In the meantime however I believe all people, especially young people, who are experiencing mental ill health, and are distressed and consistently struggling with relationships and vocational development, should have ready and free access to stigma-free care. Naturally this includes those who happen to meet the current criteria for ultra-high risk who are demonstrably in need of care. There is no justification for them to be excluded from access to care under the Australian reforms. Indeed the establishment of new youth mental health services means that these and other patients will come under a stronger system of clinical governance, which can better ensure adherence to evidence-based practice. In this case that means not commencing with antipsychotic medication in the UHR group. Currently at our PACE clinic in Melbourne 27% of the patients referred have already been prescribed antipsychotic medication by primary care physicians and among our first clinical tasks is to cease this medication. The national reforms will mean less, not more, medication in this group.
Conclusion
In providing more background to the issues at stake in Australian mental health reform I hope I have been able to show that these are issues that the mental health field globally needs to consider.
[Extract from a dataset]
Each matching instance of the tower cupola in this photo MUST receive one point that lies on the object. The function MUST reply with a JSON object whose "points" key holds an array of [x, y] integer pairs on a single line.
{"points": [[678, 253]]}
I maintain that any young person with emerging mental ill health should be able to access support, expert assessment and safe and effective evidence-informed care in a timely fashion and in stigma-free settings. This is what we are seriously trying to build in Australia. To the relatively small number of critics, both within Australia and overseas, I would simply say what is the alternative that you are proposing? Is it more of the same? Because every day we delay reform, the status quo continues to fail people with mental ill health and their families. The latter are not critical of the early intervention reform focus. Far from it. We must take action. Not in a reckless way, but according to the best available analysis and evidence.
Dr Thomas Insel, having been made fully aware of developments in Australia and being very familiar with the progress in early psychosis research, recently commented in a presentation to Australia’s National Health and Medical Research Council (Australia’s NIH) that Australian ideas and progress were extremely positive and progressive and could form a major plank in the international research agenda. We certainly have a lot more work to do but I believe that if we continue to combine clinical science, a commitment to building evidence and testing the effectiveness of our interventions and models, and ensure that consumers and carers have a strong say in the reform process we have an excellent opportunity to reduce the impact of mental disorders on our society.